We meet Jesse and Celine (Ethan Hawke and Julie Delpy) nine years on in Greece. Almost two decades have passed since their first meeting on that train bound for Vienna. Before the clock strikes midnight, we will again become part of their story.
What happens to love when it’s subjected to the trials of real time and parenthood? This is the essential question in Before Midnight, the third and most profound instalment of the extraordinary, romantic, naturalistic film collaboration between director Richard Linklater and writer/actors Julie Delpy and Ethan Hawke.
This couple feels too real to be invented.

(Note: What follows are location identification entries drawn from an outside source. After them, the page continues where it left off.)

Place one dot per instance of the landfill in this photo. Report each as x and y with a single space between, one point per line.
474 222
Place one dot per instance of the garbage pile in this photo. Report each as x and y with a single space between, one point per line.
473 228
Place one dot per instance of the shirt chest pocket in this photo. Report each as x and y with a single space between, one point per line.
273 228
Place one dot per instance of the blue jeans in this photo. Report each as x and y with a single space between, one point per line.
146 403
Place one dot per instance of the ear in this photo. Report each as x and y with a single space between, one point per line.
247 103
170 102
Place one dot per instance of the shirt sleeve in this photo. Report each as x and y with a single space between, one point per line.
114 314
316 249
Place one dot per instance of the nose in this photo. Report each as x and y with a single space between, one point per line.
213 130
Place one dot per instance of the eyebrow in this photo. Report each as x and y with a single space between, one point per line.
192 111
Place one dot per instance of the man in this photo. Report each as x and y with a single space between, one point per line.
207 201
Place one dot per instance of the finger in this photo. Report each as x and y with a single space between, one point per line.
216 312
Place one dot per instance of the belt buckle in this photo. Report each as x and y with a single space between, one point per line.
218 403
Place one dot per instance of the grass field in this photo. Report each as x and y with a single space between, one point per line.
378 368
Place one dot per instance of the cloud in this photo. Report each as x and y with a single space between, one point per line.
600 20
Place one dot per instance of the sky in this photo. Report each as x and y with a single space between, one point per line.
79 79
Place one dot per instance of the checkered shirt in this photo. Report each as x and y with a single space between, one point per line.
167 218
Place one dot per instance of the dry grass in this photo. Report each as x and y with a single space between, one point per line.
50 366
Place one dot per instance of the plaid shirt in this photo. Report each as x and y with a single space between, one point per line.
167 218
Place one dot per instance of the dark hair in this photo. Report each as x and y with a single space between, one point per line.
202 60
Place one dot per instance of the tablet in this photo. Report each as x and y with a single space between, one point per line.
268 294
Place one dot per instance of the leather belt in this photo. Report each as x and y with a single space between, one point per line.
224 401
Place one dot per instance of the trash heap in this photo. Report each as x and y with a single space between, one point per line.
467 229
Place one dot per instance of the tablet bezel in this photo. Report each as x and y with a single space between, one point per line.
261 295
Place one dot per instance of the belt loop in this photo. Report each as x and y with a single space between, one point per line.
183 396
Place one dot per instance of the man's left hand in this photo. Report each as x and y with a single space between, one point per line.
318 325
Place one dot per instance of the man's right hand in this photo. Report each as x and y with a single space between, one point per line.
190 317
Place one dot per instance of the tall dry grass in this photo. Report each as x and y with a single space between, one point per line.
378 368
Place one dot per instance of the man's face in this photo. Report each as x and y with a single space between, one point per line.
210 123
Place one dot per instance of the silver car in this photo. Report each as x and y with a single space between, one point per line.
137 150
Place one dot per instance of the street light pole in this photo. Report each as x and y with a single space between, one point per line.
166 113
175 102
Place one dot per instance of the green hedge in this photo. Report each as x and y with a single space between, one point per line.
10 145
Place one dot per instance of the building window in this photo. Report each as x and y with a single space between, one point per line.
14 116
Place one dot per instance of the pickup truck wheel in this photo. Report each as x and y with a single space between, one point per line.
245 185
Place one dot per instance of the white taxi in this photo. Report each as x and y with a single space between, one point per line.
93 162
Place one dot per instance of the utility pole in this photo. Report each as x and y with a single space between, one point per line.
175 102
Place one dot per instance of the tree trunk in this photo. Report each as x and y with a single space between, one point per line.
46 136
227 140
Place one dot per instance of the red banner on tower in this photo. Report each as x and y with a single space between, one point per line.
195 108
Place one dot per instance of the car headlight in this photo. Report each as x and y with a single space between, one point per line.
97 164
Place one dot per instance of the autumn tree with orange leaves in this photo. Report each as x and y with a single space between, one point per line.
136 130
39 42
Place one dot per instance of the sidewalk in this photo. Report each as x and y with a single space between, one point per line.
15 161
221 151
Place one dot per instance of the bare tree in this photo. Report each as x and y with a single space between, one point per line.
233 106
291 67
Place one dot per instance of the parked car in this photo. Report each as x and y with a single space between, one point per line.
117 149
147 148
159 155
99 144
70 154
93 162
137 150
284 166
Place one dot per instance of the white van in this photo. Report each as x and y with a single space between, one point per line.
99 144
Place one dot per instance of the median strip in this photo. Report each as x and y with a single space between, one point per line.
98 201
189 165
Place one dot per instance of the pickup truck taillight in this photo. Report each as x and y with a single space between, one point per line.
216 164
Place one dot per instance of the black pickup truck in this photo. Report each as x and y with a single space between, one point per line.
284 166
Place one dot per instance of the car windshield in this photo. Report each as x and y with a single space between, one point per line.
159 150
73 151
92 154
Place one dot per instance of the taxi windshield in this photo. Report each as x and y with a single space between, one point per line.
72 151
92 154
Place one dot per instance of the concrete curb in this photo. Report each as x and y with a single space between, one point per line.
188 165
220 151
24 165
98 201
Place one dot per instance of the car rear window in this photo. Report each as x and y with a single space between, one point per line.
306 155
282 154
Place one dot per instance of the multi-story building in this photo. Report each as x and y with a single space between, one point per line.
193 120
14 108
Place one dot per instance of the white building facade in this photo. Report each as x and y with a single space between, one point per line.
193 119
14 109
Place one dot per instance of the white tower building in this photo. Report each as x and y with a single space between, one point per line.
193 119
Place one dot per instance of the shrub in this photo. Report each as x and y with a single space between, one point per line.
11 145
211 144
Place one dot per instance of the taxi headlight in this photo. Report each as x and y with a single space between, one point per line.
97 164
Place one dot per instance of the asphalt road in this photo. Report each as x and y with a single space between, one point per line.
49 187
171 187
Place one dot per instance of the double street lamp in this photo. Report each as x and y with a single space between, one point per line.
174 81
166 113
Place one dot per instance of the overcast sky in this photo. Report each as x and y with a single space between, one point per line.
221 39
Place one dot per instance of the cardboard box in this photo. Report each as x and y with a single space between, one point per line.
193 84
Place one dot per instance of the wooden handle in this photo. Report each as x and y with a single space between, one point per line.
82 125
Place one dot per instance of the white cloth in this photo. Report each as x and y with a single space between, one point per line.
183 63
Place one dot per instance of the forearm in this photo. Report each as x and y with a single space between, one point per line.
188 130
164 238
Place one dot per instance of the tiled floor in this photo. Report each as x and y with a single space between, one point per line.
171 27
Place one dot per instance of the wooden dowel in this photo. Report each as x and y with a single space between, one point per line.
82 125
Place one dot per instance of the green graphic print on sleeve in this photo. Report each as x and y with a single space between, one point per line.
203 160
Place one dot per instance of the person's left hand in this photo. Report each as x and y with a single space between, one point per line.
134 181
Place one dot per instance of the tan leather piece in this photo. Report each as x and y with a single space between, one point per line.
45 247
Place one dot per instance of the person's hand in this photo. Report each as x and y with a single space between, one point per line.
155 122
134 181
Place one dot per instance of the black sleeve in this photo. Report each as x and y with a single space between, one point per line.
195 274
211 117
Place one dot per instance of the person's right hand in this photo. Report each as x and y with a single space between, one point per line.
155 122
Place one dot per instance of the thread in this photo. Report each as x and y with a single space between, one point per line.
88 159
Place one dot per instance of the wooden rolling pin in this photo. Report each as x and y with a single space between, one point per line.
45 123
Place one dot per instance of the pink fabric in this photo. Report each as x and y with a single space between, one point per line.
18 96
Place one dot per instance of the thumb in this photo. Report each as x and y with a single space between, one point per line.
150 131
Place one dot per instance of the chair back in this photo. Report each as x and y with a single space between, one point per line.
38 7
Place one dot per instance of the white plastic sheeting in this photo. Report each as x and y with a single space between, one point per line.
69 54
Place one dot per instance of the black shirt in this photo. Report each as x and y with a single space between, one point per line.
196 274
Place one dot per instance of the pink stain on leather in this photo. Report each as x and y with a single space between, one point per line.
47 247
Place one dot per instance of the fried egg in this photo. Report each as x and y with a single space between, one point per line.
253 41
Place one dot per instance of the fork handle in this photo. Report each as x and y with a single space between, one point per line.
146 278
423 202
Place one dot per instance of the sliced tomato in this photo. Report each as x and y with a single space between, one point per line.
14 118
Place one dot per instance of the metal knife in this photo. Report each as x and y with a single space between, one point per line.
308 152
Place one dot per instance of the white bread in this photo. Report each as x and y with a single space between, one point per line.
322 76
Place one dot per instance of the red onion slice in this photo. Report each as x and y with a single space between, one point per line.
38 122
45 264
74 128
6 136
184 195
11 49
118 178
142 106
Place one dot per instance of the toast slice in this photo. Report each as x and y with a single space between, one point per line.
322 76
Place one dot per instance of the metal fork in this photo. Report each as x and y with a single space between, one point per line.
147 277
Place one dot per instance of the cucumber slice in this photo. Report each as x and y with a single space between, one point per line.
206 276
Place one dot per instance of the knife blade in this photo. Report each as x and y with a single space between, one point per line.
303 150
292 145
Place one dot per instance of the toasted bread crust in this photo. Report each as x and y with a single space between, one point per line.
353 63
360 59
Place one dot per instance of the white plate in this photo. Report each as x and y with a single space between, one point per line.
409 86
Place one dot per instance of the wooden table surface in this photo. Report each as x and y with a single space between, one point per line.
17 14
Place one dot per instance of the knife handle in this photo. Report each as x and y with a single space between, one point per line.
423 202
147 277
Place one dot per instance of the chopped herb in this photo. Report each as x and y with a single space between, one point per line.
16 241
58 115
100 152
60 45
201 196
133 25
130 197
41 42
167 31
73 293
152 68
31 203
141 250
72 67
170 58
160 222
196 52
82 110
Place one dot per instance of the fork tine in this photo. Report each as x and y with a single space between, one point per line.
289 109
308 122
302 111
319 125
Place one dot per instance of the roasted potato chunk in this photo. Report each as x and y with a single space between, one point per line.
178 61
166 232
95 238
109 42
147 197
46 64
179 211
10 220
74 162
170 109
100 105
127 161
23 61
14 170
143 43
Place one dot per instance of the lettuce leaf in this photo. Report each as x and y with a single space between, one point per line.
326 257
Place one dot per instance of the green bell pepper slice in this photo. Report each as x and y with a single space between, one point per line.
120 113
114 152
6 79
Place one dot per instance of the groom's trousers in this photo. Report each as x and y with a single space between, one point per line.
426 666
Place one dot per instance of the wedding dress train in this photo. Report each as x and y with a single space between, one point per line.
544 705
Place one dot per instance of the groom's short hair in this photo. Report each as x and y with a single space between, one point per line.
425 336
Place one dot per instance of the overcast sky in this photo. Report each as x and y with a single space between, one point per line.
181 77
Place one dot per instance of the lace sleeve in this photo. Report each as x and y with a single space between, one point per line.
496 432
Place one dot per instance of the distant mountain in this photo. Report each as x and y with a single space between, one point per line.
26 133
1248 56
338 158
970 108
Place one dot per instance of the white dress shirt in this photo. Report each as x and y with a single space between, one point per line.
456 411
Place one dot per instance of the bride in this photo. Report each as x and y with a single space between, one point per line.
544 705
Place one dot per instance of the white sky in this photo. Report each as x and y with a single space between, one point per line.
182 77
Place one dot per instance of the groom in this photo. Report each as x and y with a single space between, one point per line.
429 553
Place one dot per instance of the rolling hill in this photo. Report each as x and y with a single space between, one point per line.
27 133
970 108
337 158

Audiences first encountered the fresh-faced and talkative twenty-somethings, American tourist Jesse (Hawke) and French student Celine (Delpy), when they met on a train back in Before Sunrise (1995). Spending just one night together wandering the streets of Vienna, the duo engaged in passionate philosophical conversations, flirting and fighting and falling in love, all with urgency of knowing they’d be parted forever the next morning. Nine years later, in Before Sunset (2004), they met again in Paris, spending an afternoon walking the city like tourists, having an increasingly serious conversation that revealed the regrets of their years apart.
In Before Midnight, we dip into their lives another nine years down the track. Jesse and Celine are in their early 40s, holidaying in Greece at an idyllic writer’s retreat, along with their eight-year-old twin daughters. When their friends treat them to a child-free night in a hotel, they have the chance to walk and talk again, this time along the cobbled streets and in the ancient ruins and churches of Messinia. There’s still an incredible energy and a lot of laughter between them – they riff off each other like an old jazz band. But there are deep conflicts too, and built-up resentments erupt as the night wears on.
The dialogue is fully scripted (and apparently exhaustingly rehearsed) but it’s inhabited so naturally by the performers that this couple feels too real to be invented. Fans of the previous films will delight in the recurring conversational threads and motifs (time machines, grandmothers and Jazz divas), but this story stands on its own very well.
Before Midnight is beautifully shot by a mostly Greek crew, though with sound and editing veterans brought over from the previous instalments. There’s a lot of visual romance in the outdoor scenes with the golden light of the afternoon, culminating in a meltingly wistful exchange as the couple watch the sun being sucked behind mountains as it sets – 'going, going, going"¦.gone," says Delpy softly, and she may as well be talking about the years they have left.
The nature of time has always been a preoccupation of these films, but it’s more concrete here. The 18 years since the series began are etched on the faces and bodies of the actors – Hawke is leaner and craggier than before; Delpy is softer and wearier – and they make constant references to their being middle-aged. The choices they’ve made, the children they’ve had – and especially, the son Jesse left in New York to be with Celine – are evidence that time and geography are real and life is short. But then again, life feels very long when you spend it bickering with the person who once enchanted you. The film’s genius is that it conveys these paradoxes in a way that’s convincing, funny and sincerely moving.